Hi,
Well in our case i think we are looking for the frequency domain solution, which would be like:
H(jw)=1/(j*w*R*C)
or without considering phase:
H(w)=1/(w*R*C)
and in alternate form:
H(w)=w0/w
and what i had found with the simulations i did was that the switched capacitor integrator had a function:
H(w)=K*(C1/C2)*w0/w, {with K a fixed gain}
and that tells me that the 'new' formula is either wrong or involves some other assumptions or something else we dont know about yet.
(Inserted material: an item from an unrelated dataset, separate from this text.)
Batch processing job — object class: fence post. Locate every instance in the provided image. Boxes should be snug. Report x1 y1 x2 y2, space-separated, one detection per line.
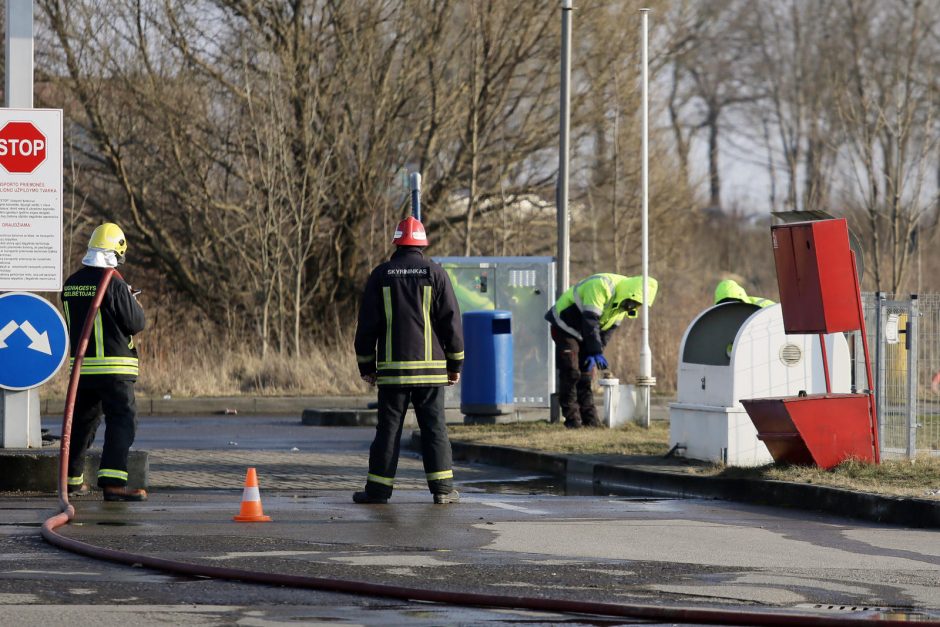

My suspicion was that the 'new' formula might be due to using an op amp with finite gain and bandwidth, so i proceeded to come up with a formula for a continuous integrator with that kind of op amp and this is what i found:
Vout=-(Aol*Vin*GBW)/(2*pi*Aol*f*j*C2*GBW*R1+2*
pi*f*j*C2*GBW*R1-2*pi*Aol*f^2*C2*R1+GBW+Aol*f*j)
where
Aol is the finite open loop gain of the op amp,
GBW is the finite gain bandwidth of the op amp,
f is frequency,
j is the imaginary operator,
C2 is the feedback capacitor found in integrators,
R1 is the input resistor of the integrator,
pi=3.14159...
Note that i did not verify this formula yet, but one thing that stands out already and seems intuitive is that any formula that contains a non ideal op amp would have to contain information about those non ideals. This one, as expected, contains the finite open loop gain Aol as well as the finite gain-bandwidth GBW. As far as i know, we cant have a formula without something like these because we would never be able to get the right result without knowing what the non ideals are. This is especially true if we allow the non ideals to change drastically, like 1 to 100000 for example. In this case we'd get different outputs just because that alone, so we'd have to include those i believe.
Now if the good professor is imposing some assumptions that we dont know about, then we'll never be able to figure that out. The only way then is to query the professor for more information. So Wizard, since you got this from the professor you'll have to query him to find out more about this. Perhaps the professor talked about things like this in the past and you forgot.
I had not gone thought the z transform solutions yet mostly because the simulations already had shown the gain is what it is, but we can do that if necessary.
For example, the function then is something like:
(C1/C2)*1/(z-1)